Все девять лет, пока мы сидели в отказе, Арраки оставалась нашими близкими друзьями и открыто с нами общались, что нас очень поддерживало. В отличие от многих наших друзей доотказных лет, Юри и Урве не страшились связей с отказниками, хотя у них и могли быть из-за этого служебные неприятности. У моих родителей и Арраков были на редкость ладные отношения. Родители звали Юри Аррака – «Юрочка», а Урве – «Урка» или «Урочка». Арраки звали отца не иначе как «Таафит», на эстонский манер, а в мамином имени удлиняли «и»: «Миила». Лишь однажды я был свидетелем того, как между отцом и Юри возникли разногласия. Шла обычная ночная беседа.
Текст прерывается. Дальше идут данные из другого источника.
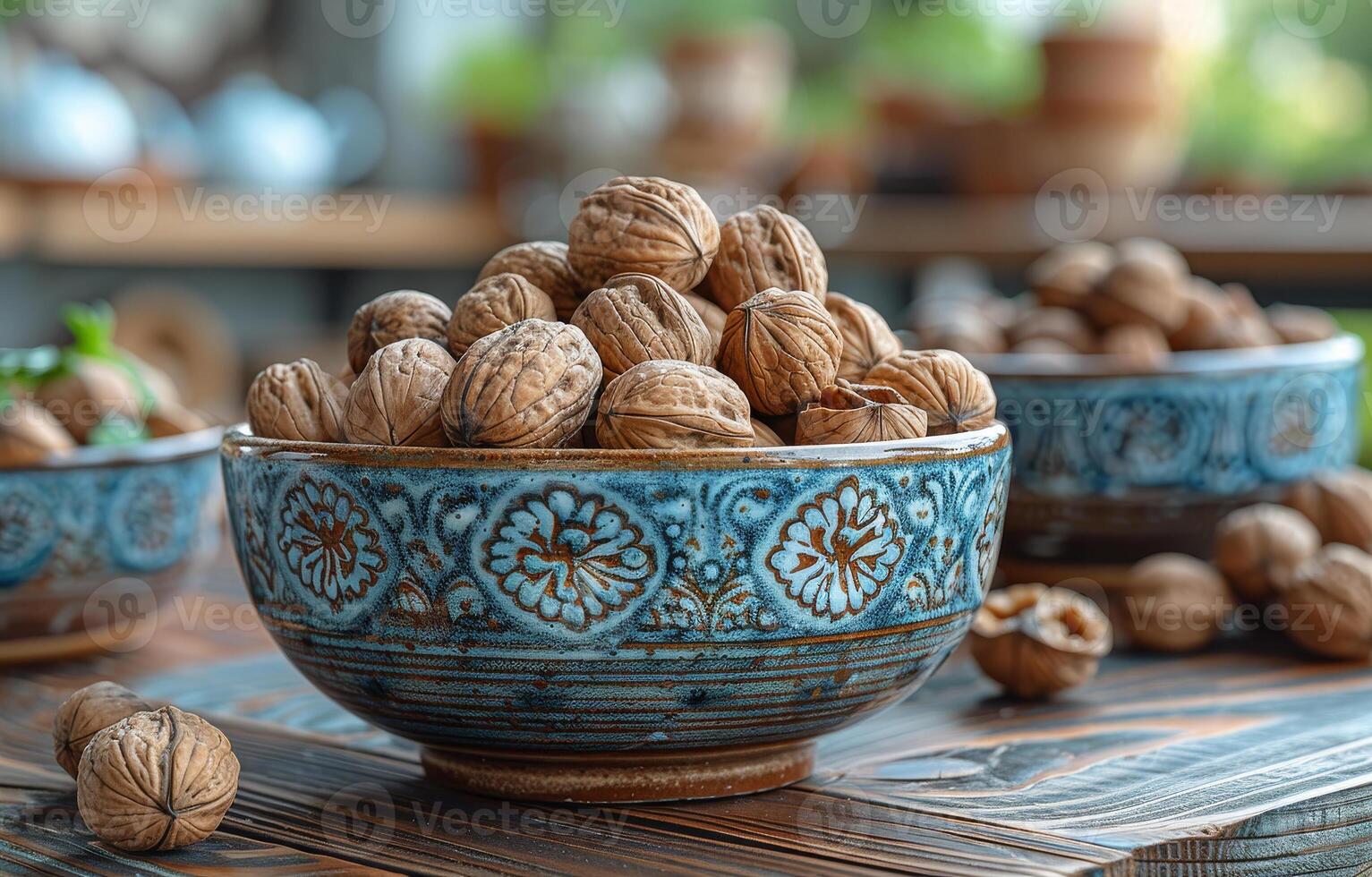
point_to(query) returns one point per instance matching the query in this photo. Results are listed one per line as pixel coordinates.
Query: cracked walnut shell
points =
(643, 226)
(532, 385)
(764, 249)
(543, 264)
(1036, 640)
(157, 781)
(852, 413)
(664, 404)
(952, 391)
(394, 318)
(396, 401)
(88, 712)
(782, 349)
(491, 305)
(298, 403)
(638, 318)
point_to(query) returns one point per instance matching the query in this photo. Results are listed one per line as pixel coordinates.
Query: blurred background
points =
(237, 176)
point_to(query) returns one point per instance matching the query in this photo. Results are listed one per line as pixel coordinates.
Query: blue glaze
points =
(552, 600)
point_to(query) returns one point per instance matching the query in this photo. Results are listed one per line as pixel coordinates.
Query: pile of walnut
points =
(147, 779)
(1137, 302)
(655, 327)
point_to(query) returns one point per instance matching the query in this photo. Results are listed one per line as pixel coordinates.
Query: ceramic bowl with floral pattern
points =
(1113, 465)
(589, 625)
(94, 545)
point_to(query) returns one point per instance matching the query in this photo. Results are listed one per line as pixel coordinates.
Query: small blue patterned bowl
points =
(95, 544)
(1113, 465)
(589, 625)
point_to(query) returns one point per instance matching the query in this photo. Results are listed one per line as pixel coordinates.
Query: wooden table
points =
(1242, 761)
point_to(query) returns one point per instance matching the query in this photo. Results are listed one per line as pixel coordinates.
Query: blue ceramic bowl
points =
(589, 625)
(1113, 465)
(92, 545)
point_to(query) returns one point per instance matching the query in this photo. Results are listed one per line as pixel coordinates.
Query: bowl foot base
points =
(622, 777)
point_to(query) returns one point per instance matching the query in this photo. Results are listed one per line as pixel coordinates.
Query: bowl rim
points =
(1343, 349)
(241, 442)
(169, 449)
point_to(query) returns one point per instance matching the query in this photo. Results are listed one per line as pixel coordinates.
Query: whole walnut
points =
(1147, 285)
(955, 394)
(1260, 547)
(782, 347)
(867, 339)
(88, 712)
(1066, 275)
(643, 226)
(1339, 506)
(1037, 641)
(532, 385)
(1297, 324)
(491, 305)
(398, 396)
(764, 249)
(1171, 603)
(637, 318)
(854, 413)
(543, 264)
(394, 318)
(29, 434)
(1328, 603)
(298, 403)
(661, 404)
(157, 781)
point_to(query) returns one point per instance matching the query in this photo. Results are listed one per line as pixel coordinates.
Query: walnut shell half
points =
(643, 226)
(532, 385)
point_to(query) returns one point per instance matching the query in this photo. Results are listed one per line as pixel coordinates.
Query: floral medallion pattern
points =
(328, 541)
(837, 552)
(567, 558)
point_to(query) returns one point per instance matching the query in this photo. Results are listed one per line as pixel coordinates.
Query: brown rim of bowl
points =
(239, 442)
(1343, 349)
(154, 450)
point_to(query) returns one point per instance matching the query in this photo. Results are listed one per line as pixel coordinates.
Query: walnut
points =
(1172, 603)
(1328, 604)
(88, 712)
(638, 318)
(854, 413)
(394, 318)
(782, 347)
(396, 401)
(296, 401)
(867, 339)
(1065, 277)
(1339, 506)
(545, 265)
(643, 226)
(1260, 547)
(491, 305)
(1147, 285)
(532, 385)
(157, 781)
(1036, 640)
(764, 249)
(957, 396)
(1058, 324)
(1297, 324)
(664, 404)
(29, 434)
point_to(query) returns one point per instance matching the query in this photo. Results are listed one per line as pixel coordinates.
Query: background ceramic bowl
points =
(586, 625)
(92, 545)
(1112, 467)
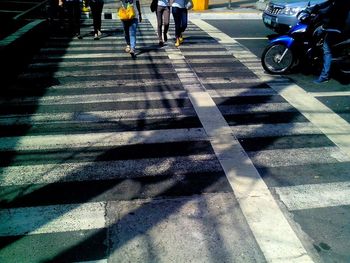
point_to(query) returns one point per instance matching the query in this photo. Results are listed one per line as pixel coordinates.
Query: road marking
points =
(272, 231)
(250, 38)
(330, 123)
(315, 195)
(330, 94)
(110, 139)
(72, 171)
(52, 219)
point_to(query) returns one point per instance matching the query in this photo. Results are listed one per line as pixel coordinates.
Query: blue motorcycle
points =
(302, 45)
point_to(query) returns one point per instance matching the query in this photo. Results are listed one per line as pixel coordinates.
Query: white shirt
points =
(179, 3)
(163, 2)
(134, 5)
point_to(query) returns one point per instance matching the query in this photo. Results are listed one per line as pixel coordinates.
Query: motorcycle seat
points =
(331, 30)
(345, 42)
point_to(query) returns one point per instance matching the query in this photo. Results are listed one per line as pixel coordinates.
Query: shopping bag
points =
(126, 13)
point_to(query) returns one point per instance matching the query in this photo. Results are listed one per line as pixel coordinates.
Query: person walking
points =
(179, 10)
(334, 14)
(163, 19)
(130, 26)
(96, 7)
(74, 15)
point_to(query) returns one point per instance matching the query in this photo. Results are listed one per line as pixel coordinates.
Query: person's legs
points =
(133, 28)
(94, 12)
(166, 22)
(177, 19)
(98, 18)
(160, 10)
(76, 17)
(126, 26)
(327, 60)
(184, 19)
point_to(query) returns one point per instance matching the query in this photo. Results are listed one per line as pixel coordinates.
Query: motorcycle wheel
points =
(344, 65)
(271, 59)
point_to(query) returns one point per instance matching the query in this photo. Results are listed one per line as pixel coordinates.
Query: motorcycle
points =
(302, 45)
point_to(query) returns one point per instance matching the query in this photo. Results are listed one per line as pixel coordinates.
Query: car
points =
(281, 15)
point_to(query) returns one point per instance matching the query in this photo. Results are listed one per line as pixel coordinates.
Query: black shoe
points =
(132, 53)
(321, 80)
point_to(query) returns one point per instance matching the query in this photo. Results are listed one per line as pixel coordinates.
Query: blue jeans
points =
(130, 27)
(327, 57)
(180, 19)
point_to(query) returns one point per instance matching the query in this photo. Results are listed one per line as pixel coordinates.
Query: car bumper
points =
(279, 23)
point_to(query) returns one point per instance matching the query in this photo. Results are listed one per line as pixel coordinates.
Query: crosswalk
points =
(106, 158)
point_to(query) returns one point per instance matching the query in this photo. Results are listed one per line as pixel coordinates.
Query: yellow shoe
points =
(177, 43)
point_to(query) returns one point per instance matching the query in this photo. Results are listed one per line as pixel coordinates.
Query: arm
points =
(138, 6)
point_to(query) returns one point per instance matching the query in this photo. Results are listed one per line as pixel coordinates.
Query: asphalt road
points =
(187, 155)
(327, 227)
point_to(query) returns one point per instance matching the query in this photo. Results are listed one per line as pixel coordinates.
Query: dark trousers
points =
(96, 11)
(180, 18)
(74, 13)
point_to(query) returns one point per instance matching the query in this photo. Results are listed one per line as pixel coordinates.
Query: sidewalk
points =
(230, 9)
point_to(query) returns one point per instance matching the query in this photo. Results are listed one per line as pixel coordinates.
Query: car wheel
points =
(277, 59)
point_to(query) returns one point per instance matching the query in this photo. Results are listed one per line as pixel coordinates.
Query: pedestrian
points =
(334, 14)
(96, 7)
(74, 15)
(180, 13)
(163, 19)
(130, 26)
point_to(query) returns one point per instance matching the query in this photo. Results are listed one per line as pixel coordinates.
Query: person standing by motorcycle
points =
(333, 14)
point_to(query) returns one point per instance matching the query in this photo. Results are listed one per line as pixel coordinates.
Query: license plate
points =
(268, 20)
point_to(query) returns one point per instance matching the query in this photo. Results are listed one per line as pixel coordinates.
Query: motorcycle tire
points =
(344, 65)
(270, 59)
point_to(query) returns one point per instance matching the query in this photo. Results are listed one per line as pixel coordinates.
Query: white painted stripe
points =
(104, 170)
(94, 261)
(90, 55)
(279, 129)
(107, 62)
(250, 38)
(272, 231)
(52, 219)
(88, 71)
(303, 156)
(315, 195)
(115, 83)
(72, 141)
(98, 116)
(330, 123)
(330, 93)
(99, 98)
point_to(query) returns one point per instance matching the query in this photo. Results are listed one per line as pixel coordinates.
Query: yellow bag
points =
(127, 13)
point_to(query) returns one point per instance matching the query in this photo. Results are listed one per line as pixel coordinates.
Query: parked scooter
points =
(303, 45)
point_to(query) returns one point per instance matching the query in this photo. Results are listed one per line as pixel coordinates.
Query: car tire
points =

Заговорили о войне, об эвакуации из осажденного Ленинграда на Урал, о военном детстве моего отца в глухой деревне, где местные ребятишки впервые живьем увидели еврея, а также о военных лишениях и о том, каково это было – месяцами не пробовать сахара и мяса.

– А ты, Юрочка, где был во время войны? – спросил отец у Юри.

– В Таллинне, с мамой, – невозмутимо ответил Аррак.

– Тяжело приходилось? – автоматически спросил отец, должно быть, представив, как жилось его ровеснику в оккупированном немцами городе.

– Да нет, почему, у нас была нормальная жизнь, – ответил Юри, в голосе которого чувствовалось напряжение.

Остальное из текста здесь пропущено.